Pour un auteur, développer sa propre voix est généralement un processus naturel. Bien sûr, le style va muter en fonction des projets : il ne sera pas le même si un auteur signe une comédie ou s’il s’attaque à un roman policier. Toutefois, à force d’écrire, des constantes finissent par émerger, des habitudes, bonnes ou mauvaises, qui trahissent la nature profonde d’un écrivain et qui transparaissent en filigrane dans ses œuvres : la voix, c’est ça.

Vous pouvez faciliter l’émergence de votre propre voix en vous donnant la liberté d’écrire les choses à votre manière. Vous ne parlez pas exactement comme les autres, pourquoi écririez-vous comme tout le monde ? Explorez vos limites, cherchez la manière de vous exprimer qui vous corresponde le mieux, et votre voix finira par émerger d’elle-même.

Le style est une rencontre

Si la voix d’un auteur finit par devenir son identité, sa marque de fabrique, cela ne l’empêche pas d’explorer une infinité de styles. À ce sujet, il est important de se remémorer deux principes fondamentaux.

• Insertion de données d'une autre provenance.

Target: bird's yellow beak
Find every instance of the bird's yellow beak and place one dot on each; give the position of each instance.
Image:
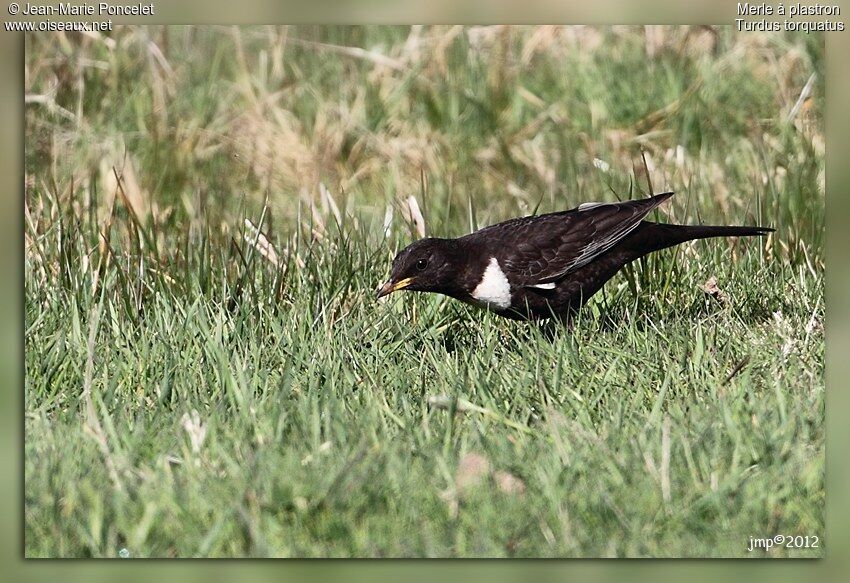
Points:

Le premier, c’est que le style est une affaire de choix esthétique, plongée profondément dans la subjectivité. Quand on parle de style, il y a pas de choix « juste » ou « faux », même s’il peut y avoir des choix plus ou moins efficaces. Ce qui nous mène au second principe : le style est une rencontre. Il s’agit de trouver le bon style pour la bonne œuvre pour le bon public. Votre approche est adaptée à ce que vous voulez écrire, mais elle rebute vos lecteurs : c’est qu’il y a sans doute quelque chose à corriger. Votre manière d’écrire séduit vos lecteurs mais vous fait passer à côté de votre sujet : cela va vous placer face à un dilemme moral entre votre amour de la littérature et votre goût pour le succès, j’imagine, mais quoi qu’il en soit il ne s’agit pas d’une situation idéale, vous en conviendrez.